Abu Musa, Isola strategica nel Golfo Persico orientale, Iran
Abu Musa Island è un territorio insulare nel golfo Persico orientale all'ingresso dello Stretto di Hormuz, contrassegnato dal Monte Halva che si innalza di circa 110 metri sopra il livello del mare. L'isola copre circa 12,8 chilometri quadrati e ospita una piccola popolazione concentrata principalmente nelle sue aree costiere.
L'isola era sotto protezione britannica dal 1892 al 1971, dopodiché l'Iran e l'emirato di Sharjah hanno firmato un accordo per l'amministrazione condivisa. Questo accordo ha disciplinato il controllo del territorio da allora.
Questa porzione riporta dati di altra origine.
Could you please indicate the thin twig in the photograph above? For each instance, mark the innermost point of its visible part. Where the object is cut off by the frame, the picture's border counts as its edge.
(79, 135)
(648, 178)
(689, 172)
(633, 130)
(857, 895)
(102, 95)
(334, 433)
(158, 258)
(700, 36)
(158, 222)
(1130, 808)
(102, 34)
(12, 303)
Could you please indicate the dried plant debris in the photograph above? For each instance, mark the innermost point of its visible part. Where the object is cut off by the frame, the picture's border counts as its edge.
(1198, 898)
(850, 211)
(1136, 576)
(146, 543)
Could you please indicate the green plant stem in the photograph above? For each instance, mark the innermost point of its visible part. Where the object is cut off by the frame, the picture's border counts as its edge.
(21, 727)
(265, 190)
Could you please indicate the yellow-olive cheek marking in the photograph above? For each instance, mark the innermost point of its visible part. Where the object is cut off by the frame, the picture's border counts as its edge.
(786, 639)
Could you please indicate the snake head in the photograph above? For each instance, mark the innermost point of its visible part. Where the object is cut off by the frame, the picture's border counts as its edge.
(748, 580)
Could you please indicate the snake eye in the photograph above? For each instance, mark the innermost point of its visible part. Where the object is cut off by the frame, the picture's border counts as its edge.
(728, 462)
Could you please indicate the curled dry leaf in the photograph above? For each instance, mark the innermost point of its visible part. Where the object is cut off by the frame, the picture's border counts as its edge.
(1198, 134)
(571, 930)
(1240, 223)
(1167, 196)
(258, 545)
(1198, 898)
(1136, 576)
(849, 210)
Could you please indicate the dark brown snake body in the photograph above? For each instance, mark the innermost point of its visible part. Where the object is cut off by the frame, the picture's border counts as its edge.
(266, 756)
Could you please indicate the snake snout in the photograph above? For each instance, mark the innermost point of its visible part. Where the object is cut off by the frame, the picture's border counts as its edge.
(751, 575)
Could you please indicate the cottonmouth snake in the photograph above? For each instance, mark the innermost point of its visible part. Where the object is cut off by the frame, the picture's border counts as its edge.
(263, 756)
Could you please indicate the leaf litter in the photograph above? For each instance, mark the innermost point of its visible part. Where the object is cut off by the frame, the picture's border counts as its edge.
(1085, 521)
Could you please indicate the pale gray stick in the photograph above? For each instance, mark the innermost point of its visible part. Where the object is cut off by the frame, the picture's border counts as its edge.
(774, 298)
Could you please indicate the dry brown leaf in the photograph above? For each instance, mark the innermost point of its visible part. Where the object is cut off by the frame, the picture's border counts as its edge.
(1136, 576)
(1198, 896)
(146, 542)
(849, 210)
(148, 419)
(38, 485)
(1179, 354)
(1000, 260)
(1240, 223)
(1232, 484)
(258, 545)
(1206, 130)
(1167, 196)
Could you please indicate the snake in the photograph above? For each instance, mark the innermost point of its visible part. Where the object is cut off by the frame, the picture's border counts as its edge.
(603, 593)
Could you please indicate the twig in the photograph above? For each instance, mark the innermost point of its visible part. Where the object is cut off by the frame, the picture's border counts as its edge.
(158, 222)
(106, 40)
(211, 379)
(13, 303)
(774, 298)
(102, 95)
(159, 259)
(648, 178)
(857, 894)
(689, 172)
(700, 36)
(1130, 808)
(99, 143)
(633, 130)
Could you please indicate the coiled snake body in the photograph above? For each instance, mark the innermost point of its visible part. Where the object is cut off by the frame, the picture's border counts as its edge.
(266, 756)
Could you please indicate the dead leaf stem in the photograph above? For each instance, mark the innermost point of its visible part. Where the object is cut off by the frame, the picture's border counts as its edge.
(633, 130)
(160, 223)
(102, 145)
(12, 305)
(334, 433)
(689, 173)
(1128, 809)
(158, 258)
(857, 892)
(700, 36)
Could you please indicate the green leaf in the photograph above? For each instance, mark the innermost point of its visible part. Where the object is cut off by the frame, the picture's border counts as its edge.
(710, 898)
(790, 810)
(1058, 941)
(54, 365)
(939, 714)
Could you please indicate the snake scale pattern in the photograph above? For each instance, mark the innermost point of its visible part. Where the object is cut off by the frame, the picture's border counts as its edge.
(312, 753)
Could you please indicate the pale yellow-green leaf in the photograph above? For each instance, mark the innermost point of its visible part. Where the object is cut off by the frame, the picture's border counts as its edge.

Il nome dell'isola proviene dal termine arabo che significa "madre di Mosè", riflettendo la sua importanza storica nella regione. I residenti parlano un dialetto persiano locale che caratterizza la vita quotidiana e la comunicazione sull'isola.
L'isola è collegata al continente iraniano dal suo proprio aeroporto, permettendo il trasporto di residenti e visitatori. Chi prevede di visitare dovrebbe sapere che le condizioni sono molto secche e l'infrastruttura è limitata.
Nonostante le condizioni aride, l'isola ha pozzi d'acqua dolce che mantengono zone erbose, permettendo ai residenti di allevare bestiame su terre altrimenti sterili. Queste piccole aree verdi in un paesaggio altrimenti ostile sono il risultato di un lungo adattamento alle condizioni locali.